Everyone knows the Boston tea party, right? King George III of England imposed another tax on American settlers, this time on the most basic and necessary product of tea. It was the last act before the boiler of revolution began to overflow. Therefore, the company could sell the tea at a lower price than usual in the United States or Great Britain; it could sell less than to anyone else. As mentioned earlier, the tea that was thrown into the port did not belong to the crown or to England, but to a private British entity, the East India Company.
These high taxes, combined with the fact that the Dutch government did not tax tea imported into the Dutch Republic, meant that British and British Americans could smuggle Dutch tea at much cheaper prices. Therefore, it is logical to assume that the passengers on the ships disguised themselves as Native Americans to make it look like the local natives had done the pouring of tea, but that's not how it sank. The tax change was a direct blow to the local underground tea economy in the colonies and took money out of the pockets of many people. British companies bought this tea and exported it to the colonies, where they resold it to merchants in Boston, New York, Philadelphia and Charleston.

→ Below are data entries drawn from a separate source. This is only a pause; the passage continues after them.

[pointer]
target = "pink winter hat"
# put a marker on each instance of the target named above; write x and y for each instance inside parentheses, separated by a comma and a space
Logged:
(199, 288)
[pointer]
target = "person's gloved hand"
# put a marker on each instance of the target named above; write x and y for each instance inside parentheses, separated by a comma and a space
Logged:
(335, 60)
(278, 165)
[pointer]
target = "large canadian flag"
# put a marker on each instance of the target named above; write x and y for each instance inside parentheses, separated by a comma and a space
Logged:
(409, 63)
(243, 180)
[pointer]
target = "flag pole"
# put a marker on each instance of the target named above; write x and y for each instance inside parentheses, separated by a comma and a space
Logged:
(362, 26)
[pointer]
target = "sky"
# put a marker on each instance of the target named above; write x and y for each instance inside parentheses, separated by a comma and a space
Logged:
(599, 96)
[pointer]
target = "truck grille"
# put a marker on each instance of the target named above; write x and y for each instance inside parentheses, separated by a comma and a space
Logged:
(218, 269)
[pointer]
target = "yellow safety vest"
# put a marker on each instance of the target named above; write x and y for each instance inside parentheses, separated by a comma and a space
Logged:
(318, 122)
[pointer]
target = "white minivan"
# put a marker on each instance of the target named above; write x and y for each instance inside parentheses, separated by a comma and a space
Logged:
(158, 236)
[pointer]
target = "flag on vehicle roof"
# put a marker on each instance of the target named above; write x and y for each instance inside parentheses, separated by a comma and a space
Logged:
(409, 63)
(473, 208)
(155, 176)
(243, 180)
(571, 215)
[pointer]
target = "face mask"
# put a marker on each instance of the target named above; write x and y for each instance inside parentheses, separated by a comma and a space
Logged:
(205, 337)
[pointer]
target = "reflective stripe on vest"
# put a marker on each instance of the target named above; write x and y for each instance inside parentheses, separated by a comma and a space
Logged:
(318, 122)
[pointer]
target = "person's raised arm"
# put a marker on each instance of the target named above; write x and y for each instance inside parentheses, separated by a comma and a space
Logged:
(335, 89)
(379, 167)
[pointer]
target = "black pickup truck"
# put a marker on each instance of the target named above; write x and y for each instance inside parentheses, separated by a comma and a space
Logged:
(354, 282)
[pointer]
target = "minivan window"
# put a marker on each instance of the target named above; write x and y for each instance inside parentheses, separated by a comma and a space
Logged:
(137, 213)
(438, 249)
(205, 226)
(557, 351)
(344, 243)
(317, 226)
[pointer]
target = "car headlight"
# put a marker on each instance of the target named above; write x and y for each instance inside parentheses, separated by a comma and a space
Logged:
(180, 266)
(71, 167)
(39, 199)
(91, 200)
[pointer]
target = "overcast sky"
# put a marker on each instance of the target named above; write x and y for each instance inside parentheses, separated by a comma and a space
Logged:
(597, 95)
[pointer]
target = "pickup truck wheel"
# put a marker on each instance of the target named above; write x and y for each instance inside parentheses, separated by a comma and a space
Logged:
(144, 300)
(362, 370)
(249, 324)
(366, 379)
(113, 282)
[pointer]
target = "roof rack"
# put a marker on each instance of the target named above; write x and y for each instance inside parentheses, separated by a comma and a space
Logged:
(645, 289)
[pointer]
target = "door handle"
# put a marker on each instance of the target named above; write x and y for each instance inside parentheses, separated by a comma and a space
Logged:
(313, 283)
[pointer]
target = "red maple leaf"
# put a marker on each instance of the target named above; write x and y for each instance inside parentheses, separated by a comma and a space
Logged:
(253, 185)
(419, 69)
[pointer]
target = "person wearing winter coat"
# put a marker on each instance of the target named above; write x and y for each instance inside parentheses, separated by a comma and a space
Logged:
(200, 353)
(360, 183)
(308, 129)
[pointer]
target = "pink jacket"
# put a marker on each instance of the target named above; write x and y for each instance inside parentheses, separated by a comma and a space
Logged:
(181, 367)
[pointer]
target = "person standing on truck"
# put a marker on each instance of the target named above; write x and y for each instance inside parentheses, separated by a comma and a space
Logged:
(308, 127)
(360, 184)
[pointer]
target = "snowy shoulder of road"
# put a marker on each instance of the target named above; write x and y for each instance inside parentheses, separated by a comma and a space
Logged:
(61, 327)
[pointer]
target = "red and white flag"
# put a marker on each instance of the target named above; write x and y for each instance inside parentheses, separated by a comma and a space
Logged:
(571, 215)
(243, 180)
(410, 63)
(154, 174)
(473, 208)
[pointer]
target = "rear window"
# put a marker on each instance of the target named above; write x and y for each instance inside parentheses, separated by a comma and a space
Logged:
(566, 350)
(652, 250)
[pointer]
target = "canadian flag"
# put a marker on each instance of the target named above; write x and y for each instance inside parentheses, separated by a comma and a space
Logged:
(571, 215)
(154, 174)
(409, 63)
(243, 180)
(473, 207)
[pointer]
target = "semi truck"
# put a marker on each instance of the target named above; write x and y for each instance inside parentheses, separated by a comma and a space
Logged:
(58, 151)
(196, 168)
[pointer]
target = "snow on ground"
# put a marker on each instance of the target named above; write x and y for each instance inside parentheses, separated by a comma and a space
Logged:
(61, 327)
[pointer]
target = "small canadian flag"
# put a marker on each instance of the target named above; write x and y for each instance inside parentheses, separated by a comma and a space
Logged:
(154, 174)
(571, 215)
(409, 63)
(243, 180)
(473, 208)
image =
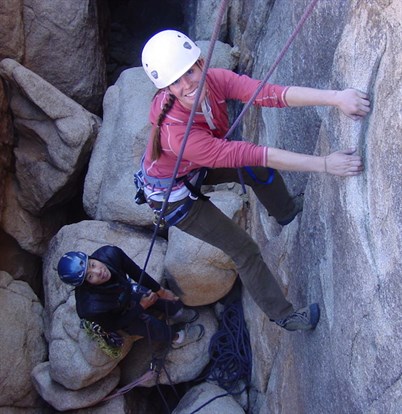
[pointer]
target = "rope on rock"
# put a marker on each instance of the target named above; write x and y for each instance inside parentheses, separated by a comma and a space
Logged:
(230, 354)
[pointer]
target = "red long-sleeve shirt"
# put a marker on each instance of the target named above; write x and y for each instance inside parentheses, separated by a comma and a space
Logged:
(205, 147)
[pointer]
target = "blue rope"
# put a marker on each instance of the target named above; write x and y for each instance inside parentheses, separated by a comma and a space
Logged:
(230, 354)
(230, 350)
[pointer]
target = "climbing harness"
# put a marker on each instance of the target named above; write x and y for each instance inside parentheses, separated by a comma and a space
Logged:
(109, 342)
(158, 186)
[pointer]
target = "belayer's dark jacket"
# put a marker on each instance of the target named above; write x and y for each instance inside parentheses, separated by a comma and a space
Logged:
(114, 304)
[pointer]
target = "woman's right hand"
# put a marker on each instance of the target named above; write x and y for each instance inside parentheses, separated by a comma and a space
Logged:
(343, 163)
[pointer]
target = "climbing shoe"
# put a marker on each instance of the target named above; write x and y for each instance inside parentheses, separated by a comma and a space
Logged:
(184, 315)
(298, 202)
(188, 335)
(303, 319)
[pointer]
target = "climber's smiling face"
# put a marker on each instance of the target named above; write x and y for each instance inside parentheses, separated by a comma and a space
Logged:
(97, 272)
(185, 88)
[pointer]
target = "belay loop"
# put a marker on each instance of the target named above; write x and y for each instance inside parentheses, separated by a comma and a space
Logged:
(109, 342)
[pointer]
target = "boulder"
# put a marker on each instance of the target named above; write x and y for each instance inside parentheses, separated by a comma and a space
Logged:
(21, 325)
(207, 393)
(202, 274)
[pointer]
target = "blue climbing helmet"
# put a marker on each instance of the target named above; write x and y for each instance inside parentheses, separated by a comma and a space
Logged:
(72, 268)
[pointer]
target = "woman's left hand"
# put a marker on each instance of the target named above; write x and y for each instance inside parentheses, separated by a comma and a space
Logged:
(353, 103)
(343, 163)
(166, 294)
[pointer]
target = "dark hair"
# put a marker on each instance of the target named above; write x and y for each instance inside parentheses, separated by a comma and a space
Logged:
(156, 137)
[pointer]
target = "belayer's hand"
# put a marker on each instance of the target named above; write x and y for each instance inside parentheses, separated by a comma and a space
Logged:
(149, 299)
(353, 103)
(343, 163)
(166, 294)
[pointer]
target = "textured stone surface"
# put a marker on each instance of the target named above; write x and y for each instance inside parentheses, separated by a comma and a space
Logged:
(21, 328)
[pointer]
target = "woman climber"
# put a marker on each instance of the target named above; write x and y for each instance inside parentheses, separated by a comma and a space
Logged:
(172, 62)
(106, 293)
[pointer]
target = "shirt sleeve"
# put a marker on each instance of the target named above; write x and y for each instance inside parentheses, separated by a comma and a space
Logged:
(203, 149)
(134, 271)
(242, 87)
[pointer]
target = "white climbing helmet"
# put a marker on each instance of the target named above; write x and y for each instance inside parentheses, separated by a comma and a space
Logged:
(167, 56)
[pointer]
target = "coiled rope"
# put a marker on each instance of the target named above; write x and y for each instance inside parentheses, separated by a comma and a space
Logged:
(230, 354)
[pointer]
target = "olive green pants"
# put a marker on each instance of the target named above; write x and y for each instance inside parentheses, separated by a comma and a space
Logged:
(209, 224)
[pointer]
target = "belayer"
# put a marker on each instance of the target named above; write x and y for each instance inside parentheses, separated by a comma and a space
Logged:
(107, 293)
(173, 63)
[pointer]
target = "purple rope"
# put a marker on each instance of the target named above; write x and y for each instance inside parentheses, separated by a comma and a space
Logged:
(296, 31)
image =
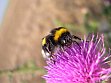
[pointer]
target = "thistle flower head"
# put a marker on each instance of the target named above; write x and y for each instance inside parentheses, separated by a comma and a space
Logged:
(83, 63)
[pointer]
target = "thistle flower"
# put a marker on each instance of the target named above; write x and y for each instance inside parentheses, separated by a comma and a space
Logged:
(83, 63)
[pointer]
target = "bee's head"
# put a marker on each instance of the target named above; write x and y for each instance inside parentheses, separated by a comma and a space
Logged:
(48, 45)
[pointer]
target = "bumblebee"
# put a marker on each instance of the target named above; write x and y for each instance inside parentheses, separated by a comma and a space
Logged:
(58, 37)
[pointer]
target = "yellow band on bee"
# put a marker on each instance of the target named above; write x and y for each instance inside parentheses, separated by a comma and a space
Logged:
(44, 41)
(58, 33)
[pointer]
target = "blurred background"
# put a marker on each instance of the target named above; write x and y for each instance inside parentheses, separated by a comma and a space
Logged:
(23, 23)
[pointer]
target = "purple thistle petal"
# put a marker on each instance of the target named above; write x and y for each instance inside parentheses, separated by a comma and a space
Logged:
(86, 63)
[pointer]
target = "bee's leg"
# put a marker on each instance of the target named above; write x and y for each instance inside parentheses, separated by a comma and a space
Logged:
(75, 37)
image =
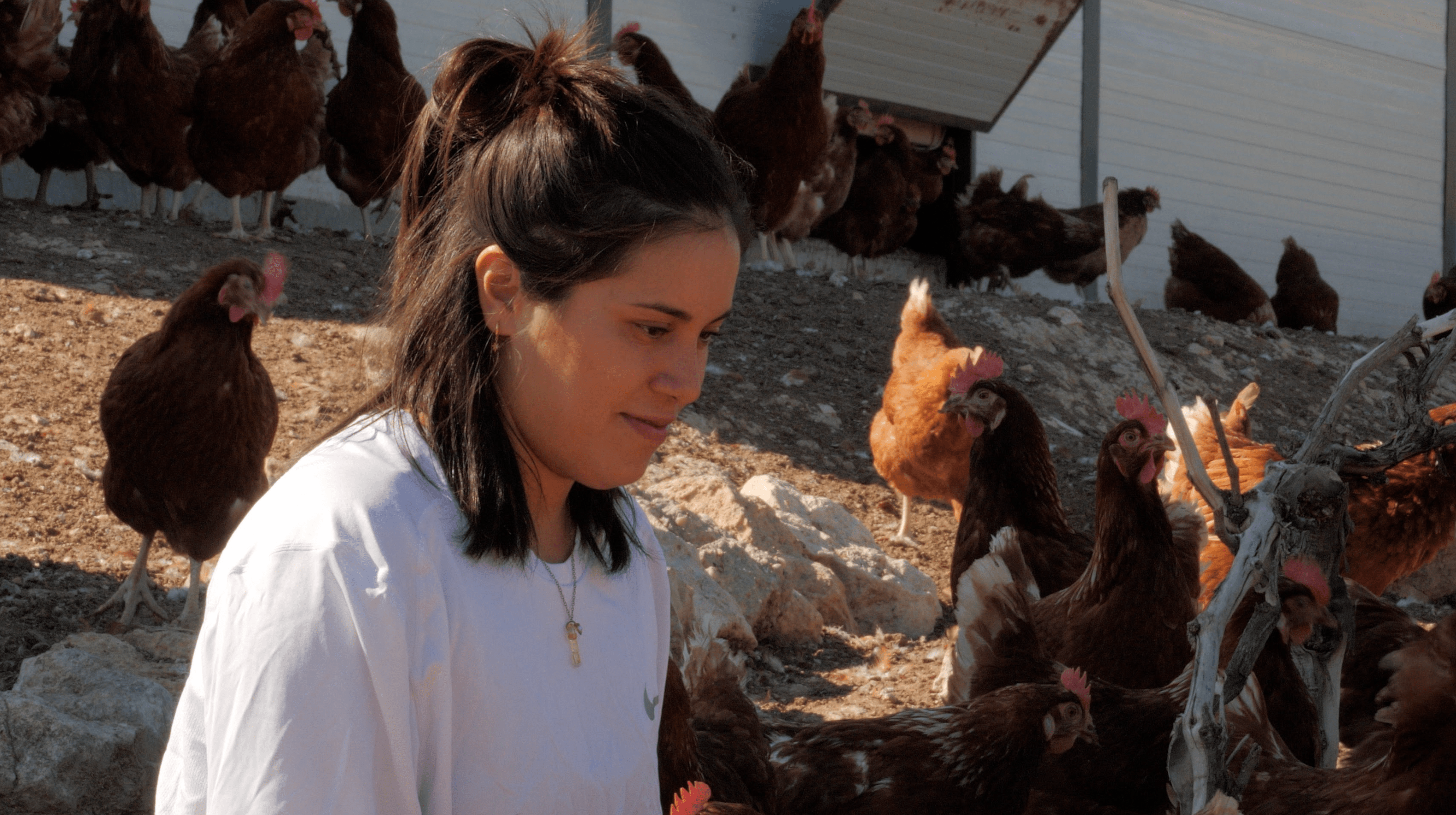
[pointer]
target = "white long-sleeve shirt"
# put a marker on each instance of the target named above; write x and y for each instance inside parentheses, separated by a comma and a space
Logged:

As Europeans developed a taste for tea in the 17th century, rival companies were formed to import the product from China. You're not going to explain the East India Company, British imperialism and how black markets and smuggling work to an 8-year-old boy, you're just going to tell them it was the king's tea. Due to boycotts and protests, the Townshend Revenue Act taxes on all commodities except tea were repealed in 1770. In cities like New York, Philadelphia, and Charleston, tea agents waived or canceled orders, and merchants refused shipments.
Traders organized a no-import agreement and many settlers pledged to refrain from drinking British tea, and activists in New England promoted alternatives, such as domestic Labrador tea. In 1973, on the 200th anniversary of the Tea Party, a mass gathering in Faneuil Hall called for the removal of President Richard Nixon and protested against oil companies in the current oil crisis. Three weeks later, a similar group met at Faneuil Hall in Boston and adopted the Philadelphia Resolutions.